Wednesday, August 15, 2012

"He that is good for making excuses is seldom good for anything else."

As fat people, we are ridiculed a lot. And some of us deserve it. There are true, honest to God gluttons on this earth who think of deep fried sticks of butter as a nice way to start the day and not a hilarious novelty item found at county fairs that you laugh at on the outside but die a little bit on the inside with the fact that people actually eat these. Paula Deen, I'm looking at you and your Krispy Kreme Bacon Cheeseburger you proudly toted on national television. I know she has come a long way since then, but that kind of promotion is why such a big portion of Americans are, well, big.

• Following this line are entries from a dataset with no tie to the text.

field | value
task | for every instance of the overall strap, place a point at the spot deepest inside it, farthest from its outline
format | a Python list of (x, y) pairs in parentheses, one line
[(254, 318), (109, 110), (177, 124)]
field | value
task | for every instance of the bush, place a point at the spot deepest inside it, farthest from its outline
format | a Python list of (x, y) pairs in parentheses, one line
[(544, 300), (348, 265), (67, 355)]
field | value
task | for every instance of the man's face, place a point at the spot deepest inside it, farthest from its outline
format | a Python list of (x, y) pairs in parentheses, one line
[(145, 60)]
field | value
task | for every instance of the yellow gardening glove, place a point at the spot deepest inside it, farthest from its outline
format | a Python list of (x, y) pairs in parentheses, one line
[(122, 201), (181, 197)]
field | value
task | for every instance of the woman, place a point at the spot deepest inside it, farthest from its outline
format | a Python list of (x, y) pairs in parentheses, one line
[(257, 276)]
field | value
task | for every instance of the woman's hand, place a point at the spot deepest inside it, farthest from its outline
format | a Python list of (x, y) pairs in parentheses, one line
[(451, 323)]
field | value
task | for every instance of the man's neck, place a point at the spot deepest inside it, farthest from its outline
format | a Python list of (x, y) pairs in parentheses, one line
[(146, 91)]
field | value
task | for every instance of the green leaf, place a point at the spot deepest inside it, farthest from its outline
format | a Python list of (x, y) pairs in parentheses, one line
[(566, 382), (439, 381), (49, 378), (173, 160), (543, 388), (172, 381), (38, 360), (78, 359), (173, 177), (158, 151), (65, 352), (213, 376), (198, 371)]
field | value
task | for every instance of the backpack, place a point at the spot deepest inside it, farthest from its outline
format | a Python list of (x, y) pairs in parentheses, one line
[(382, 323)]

Have you heard of the Heart Attack Grill? You can probably take an educated guess as to what they serve. You can get a thing appropriately called the Quadruple Bypass Burger that looks like a thing that only people on death row would order as a last meal, as a joke. There is also a butterfat shake. This bears repeating: a butterfat shake. I'm just gonna let that sink in for a second, but don't think about it too long or you'll want to skip out on lunch like I kind of do right now.

The owner died of a heart attack, surprising the world. 

Not all fat people are fat just for the hell of it. Some of us have hereditary problems we have to battle, unlucky metabolisms, you name it. These are understandable. And you know what, there are just some big people in this world. Some men and women are just built like a damn bear and that's how it just has to be. Where would we be without lumber jacks? I always imagine lumber jacks when I think of people who are just naturally big and they make me smile with their little plaid shirts.

But we still face ridicule no matter the reason because no one wants to listens to stories or excuses, they just want to make you feel bad for being fat. It's happened since bullying began. There's also an imagine in America in particular that women have to be a bean stalk to be pretty. I knew a girl who was a size 2 and was a model, but many agencies told her she had to be a plus size model. A size 2. A damn size 2 is plus size in the fashion industry. This is why eating disorders are such a thing, on the opposite end of the spectrum, and it's just as sad and disgusting as the genius who came up with the Heart Attack Grill.

I have never been so big that I've been asked by an airline to buy an extra seat. I've never even needed a seat belt extender. But I have been in embarrassing situations before because of my weight and it's awful. It haunts you for days, months, years after the fact. I still remember what some kid said to me in 7th grade. I don't think it'll ever leave me.

I don't know about other people, but I can get defensive about my body. Why? I don't know. Maybe it did start from the bully in the 7th grade. But I always have an excuse on the back burner if I'm accused of being gigantic on the spot. When I'm at the grocery store, I hope they know that the hot pockets are for my skinny husband, and that the string cheese sticks are low moisture and skim milk and not that bad when you think about it and I'm only buying a big shirt size because my boobs are so huge and and and.. it's sad. I should not have to feel the need to defend my life from some complete stranger. I only have to answer to myself.

So I am done thinking of excuses. Excuses are only worth the breath you waste giving them and nothing more than that. Even that is too precious when you think about how fickle life is. At the end of the day, I am the reason I am overweight and there's not enough pixie dust on this damn planet that you can sprinkle on my fat ass to magically make me thin. There is a phrase about exercising that in a year from now, you'll wish you have started today.

I was going to wait a couple more weeks before starting P90X, but no excuses. Tonight I'll start up again and Tony Horton will be my friend for 60 days straight. Why 60 days? Because on October 14th, I'll be flying to California with my husband, mom, and two best friends to visit Disneyland, California Adventure, Universal, Knott's Berry Farm, yadda yadda yadda, for a spectacular week. That will be my prize. What a prize it is. And anyone who's toured a Disney park knows that's enough exercise right there, and then I'll pick it up again when I get back home.

Watch this space. I am starting today.